Эта квартира была убитая. То есть, следы бедности во всем. Иногда к этому примешивается нечистоплотность, но здесь было все относительно в порядке. Видно, что какая-никакая хозяйка в доме есть. Скорее никакая, впрочем. И открыла нам она. Лет сорок. Уже со следами возлияний. Со слегка заплетающимся языком. С какой-то грязной кровавой тряпкой, которую она держала где-то в области виска. Но вместе с тем, женщина производила впечатление даже благоприятное. Не было в ней той вульгарной расхлябанности, которая свойственна уличным алкоголикам. Впрочем, и интеллигентности особой так же не было. Обычная такая себе добрая тетка-хохлушка тощей комплекции.
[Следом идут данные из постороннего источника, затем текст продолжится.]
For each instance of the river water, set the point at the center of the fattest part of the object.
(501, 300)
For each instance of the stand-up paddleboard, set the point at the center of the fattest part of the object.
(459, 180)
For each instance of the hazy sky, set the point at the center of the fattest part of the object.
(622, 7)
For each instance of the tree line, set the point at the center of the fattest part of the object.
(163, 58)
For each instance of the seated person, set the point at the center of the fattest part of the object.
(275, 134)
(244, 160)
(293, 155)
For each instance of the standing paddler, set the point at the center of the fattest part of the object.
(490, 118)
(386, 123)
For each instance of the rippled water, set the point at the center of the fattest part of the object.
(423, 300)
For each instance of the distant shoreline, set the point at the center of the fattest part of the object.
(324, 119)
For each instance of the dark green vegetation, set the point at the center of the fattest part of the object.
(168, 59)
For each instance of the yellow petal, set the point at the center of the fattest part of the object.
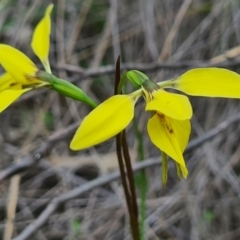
(18, 65)
(9, 96)
(104, 122)
(170, 136)
(209, 82)
(41, 38)
(171, 104)
(7, 82)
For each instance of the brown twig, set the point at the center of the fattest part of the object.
(33, 159)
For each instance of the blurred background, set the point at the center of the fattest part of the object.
(161, 38)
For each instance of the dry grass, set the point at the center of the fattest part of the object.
(90, 34)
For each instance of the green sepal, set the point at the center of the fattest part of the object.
(66, 88)
(136, 77)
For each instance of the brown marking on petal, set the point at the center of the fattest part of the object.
(30, 78)
(162, 116)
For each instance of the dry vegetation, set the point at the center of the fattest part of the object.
(165, 37)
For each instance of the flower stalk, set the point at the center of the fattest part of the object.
(127, 176)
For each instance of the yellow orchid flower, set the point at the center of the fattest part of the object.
(21, 72)
(23, 75)
(169, 127)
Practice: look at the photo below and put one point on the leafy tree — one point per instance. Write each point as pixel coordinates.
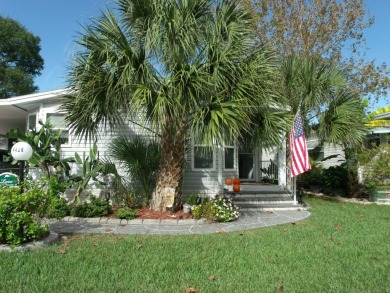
(319, 90)
(332, 29)
(20, 61)
(140, 158)
(188, 67)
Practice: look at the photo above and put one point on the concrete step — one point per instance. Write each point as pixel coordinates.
(271, 207)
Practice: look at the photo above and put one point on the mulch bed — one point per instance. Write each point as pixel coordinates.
(146, 213)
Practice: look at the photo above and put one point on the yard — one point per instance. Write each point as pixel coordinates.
(342, 247)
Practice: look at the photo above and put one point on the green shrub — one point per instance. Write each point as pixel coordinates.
(219, 209)
(204, 210)
(193, 199)
(335, 178)
(58, 208)
(224, 209)
(95, 208)
(125, 213)
(20, 215)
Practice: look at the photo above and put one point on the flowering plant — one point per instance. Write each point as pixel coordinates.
(224, 209)
(219, 208)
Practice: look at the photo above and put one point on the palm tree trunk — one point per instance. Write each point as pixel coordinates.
(170, 176)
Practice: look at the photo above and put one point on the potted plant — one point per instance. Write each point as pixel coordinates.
(191, 201)
(375, 172)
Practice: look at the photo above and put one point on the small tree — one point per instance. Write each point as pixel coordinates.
(46, 145)
(331, 29)
(20, 60)
(140, 159)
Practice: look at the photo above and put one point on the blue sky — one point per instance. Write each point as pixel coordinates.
(57, 23)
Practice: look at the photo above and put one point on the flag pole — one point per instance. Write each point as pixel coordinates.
(295, 191)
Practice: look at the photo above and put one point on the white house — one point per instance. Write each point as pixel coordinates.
(206, 174)
(379, 126)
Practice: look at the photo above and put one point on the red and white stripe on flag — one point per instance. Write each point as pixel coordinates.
(300, 162)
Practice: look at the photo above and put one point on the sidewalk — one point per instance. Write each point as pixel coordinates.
(247, 220)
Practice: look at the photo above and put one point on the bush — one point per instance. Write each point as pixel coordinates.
(20, 220)
(95, 208)
(224, 209)
(58, 208)
(125, 213)
(220, 209)
(335, 179)
(204, 210)
(193, 199)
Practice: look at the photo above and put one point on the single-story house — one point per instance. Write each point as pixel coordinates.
(205, 175)
(329, 155)
(379, 127)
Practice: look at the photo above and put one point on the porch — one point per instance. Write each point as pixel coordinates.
(264, 197)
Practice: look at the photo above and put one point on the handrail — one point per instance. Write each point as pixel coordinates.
(291, 184)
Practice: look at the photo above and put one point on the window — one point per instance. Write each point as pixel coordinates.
(32, 121)
(58, 121)
(229, 157)
(203, 157)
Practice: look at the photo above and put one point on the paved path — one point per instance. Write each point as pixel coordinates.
(248, 220)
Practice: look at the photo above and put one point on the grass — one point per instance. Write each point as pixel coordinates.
(342, 247)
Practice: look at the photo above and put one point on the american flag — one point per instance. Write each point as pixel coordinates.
(300, 162)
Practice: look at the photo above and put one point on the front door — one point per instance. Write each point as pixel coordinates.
(246, 163)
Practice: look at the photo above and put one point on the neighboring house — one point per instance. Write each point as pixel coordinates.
(379, 127)
(206, 171)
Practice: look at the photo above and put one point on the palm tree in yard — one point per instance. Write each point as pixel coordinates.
(319, 90)
(187, 67)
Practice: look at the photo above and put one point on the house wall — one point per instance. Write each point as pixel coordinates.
(195, 181)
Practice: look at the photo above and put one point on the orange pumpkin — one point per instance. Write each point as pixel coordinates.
(236, 188)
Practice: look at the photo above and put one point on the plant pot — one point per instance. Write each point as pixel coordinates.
(186, 208)
(380, 194)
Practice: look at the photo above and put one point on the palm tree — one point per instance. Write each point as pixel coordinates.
(188, 67)
(319, 90)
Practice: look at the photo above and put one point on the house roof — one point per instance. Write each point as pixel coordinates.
(13, 110)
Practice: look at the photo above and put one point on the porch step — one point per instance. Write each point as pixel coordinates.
(270, 207)
(268, 199)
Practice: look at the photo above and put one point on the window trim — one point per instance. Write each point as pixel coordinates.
(28, 120)
(234, 157)
(212, 148)
(65, 145)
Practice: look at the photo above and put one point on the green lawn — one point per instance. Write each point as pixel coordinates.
(340, 248)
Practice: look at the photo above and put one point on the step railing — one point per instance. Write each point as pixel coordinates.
(291, 184)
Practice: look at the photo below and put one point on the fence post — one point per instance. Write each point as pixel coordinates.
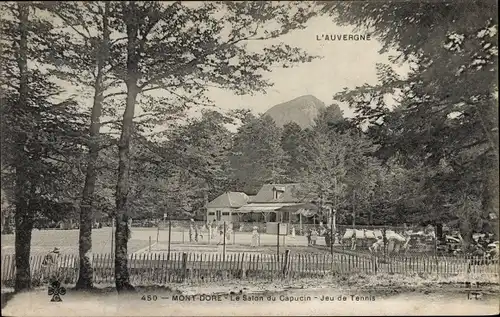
(278, 240)
(184, 266)
(285, 262)
(224, 242)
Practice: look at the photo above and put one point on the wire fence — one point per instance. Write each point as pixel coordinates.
(178, 267)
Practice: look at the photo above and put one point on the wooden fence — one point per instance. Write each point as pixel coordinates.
(151, 268)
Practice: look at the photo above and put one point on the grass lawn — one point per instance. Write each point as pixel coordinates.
(43, 241)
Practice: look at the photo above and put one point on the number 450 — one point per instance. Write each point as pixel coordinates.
(149, 297)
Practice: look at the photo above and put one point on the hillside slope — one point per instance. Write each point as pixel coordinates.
(302, 110)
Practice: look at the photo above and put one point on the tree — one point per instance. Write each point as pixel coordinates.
(40, 135)
(257, 157)
(446, 109)
(291, 139)
(199, 55)
(83, 59)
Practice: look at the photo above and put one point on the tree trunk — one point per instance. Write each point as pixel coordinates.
(23, 217)
(85, 238)
(122, 231)
(122, 188)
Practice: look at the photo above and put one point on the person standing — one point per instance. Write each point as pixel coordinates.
(193, 230)
(314, 236)
(214, 228)
(49, 265)
(255, 237)
(353, 241)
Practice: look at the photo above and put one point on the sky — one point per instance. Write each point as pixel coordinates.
(343, 64)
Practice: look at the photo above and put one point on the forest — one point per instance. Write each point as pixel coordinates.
(95, 97)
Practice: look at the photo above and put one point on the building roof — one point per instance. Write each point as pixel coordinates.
(266, 193)
(229, 199)
(263, 207)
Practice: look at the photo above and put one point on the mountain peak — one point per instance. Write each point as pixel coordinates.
(301, 110)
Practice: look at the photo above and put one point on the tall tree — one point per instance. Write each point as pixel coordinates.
(446, 114)
(292, 137)
(40, 135)
(257, 156)
(83, 59)
(199, 53)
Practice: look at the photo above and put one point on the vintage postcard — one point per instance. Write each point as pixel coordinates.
(229, 158)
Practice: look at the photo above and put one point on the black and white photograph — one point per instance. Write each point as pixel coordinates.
(249, 158)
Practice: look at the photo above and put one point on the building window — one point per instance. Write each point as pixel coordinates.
(277, 194)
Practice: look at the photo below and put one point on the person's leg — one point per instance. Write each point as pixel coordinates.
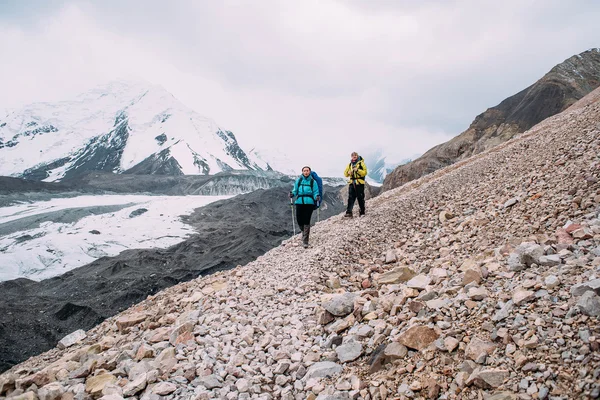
(299, 218)
(351, 199)
(360, 195)
(303, 221)
(307, 225)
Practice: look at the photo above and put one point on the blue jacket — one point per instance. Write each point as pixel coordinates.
(306, 189)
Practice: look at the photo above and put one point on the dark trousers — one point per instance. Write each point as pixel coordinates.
(356, 192)
(303, 214)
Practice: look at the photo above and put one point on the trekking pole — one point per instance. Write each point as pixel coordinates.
(293, 218)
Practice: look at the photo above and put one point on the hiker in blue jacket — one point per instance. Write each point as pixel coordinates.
(306, 191)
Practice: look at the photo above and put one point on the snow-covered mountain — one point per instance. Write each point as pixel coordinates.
(121, 127)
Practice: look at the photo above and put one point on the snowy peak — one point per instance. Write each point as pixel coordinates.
(120, 127)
- Что случилось?, - спрашиваем.
- Сволочь, топориком тюкнул. Алкаш!
Ох, уж эта любовь синяков к обществу себе подобных. Первое оскорбление для своего брата - "алкаш".
- Кто тюкнул? Зачем? Стулья нам. Есть кто в доме, кто стулья принесет?
Доктор уселся на единственный стул, который был в комнате. Санитар примостился на краешек кровати. Я работаю стоя.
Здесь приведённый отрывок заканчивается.